Fifteen years ago we decided to plant up some areas into new woodlands and applied for a Woodland Grant Scheme. But again, compliance is the name of the game and we ended up with a contractor planting regimented rows of imported ash (which now has ash-dieback disease) and larch (which is subject to Phytopthera.). Now we are being told to chop it all down and replace with a broad mix of species! We learnt this lesson the hard way and instead we grow our own trees from seed and plant them out randomly, no rows, no monocultures.
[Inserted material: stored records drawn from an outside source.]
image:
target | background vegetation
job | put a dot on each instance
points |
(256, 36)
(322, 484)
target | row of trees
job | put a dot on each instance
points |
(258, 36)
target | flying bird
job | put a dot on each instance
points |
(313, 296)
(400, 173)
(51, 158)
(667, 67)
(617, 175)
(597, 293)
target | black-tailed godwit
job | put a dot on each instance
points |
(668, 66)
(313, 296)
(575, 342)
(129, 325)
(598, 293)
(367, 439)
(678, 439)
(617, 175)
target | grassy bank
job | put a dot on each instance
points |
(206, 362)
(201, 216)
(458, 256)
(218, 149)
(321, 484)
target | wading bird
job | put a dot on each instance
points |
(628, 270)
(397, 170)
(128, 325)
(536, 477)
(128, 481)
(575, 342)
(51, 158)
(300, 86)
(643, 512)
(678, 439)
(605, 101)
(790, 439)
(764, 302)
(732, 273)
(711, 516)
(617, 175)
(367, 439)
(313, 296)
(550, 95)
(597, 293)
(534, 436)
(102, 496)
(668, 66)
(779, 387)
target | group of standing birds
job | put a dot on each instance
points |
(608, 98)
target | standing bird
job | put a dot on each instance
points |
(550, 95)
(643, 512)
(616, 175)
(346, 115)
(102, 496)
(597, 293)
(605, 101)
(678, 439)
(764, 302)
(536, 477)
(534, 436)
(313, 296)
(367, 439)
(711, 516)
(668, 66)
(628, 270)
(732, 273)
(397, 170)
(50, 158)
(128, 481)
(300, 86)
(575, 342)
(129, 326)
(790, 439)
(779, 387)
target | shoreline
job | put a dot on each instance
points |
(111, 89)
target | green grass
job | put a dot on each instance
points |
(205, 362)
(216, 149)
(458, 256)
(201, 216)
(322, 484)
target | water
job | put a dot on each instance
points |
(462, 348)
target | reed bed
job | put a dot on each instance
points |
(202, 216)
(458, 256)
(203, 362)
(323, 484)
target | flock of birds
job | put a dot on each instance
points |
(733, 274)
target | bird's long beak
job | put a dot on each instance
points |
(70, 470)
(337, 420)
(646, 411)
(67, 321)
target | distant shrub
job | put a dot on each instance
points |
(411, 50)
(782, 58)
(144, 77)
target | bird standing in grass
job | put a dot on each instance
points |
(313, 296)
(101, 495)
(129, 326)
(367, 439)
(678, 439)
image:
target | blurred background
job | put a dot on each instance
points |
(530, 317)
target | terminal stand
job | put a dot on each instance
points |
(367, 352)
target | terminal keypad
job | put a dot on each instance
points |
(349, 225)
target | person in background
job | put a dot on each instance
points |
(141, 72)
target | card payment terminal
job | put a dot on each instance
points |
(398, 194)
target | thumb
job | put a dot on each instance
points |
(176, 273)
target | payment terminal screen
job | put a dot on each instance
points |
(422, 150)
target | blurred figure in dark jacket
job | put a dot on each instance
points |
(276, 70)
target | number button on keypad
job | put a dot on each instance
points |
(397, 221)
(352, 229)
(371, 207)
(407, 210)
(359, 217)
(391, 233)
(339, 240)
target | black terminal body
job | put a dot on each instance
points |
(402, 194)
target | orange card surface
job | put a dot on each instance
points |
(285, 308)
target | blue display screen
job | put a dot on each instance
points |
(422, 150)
But why farm at all? The average Welsh farmer’s wage is about £4.30 per hour for a 60 hour week – no minimum wage for the self-employed. Bottled milk is cheaper than bottled water and dairy farms are going out of business everywhere. Most of our food is imported into UK from other countries that do not have the same welfare standards as us, and whose farming is often at the expense of precious wildlife habitats. Paradoxically land prices have escalated so it is almost impossible to get into farming. The average Welsh farmer is close to retirement. Bovine Tb is now running totally out of control. So we have a perfect storm for farming. Farming is also a multi-skilled job, and most farmers have themselves been brought up on farms. It is not something that you can easily pick up, and even the agricultural colleges are changing most of their courses from agriculture to leisure industry. Once a skilled workforce is lost, it is an uphill struggle to revive it.
The human population is increasing every year. Food demand is increasing but the prices as a percent of income have never been so low. 18% of food is wasted. It is not allowed to be re-cycled for pig food. Many farm margins are in negative. Wildlife in the farmed landscape is paid lip service only. Farmers are urged to ‘diversify’ which is politic speak for ‘get another job’. We are wrapped up in red tape and sapped of all initiative.
Will Welsh farming go the Monbiot route and become abandoned land, returning to Wild Wood filled with Bison (don’t forget to double ear tag them and get them in for Tb testing)? Or can Wales be self-sufficient for food while at the same time enriching its wildlife heritage? This is what the Bevis Trust is all about.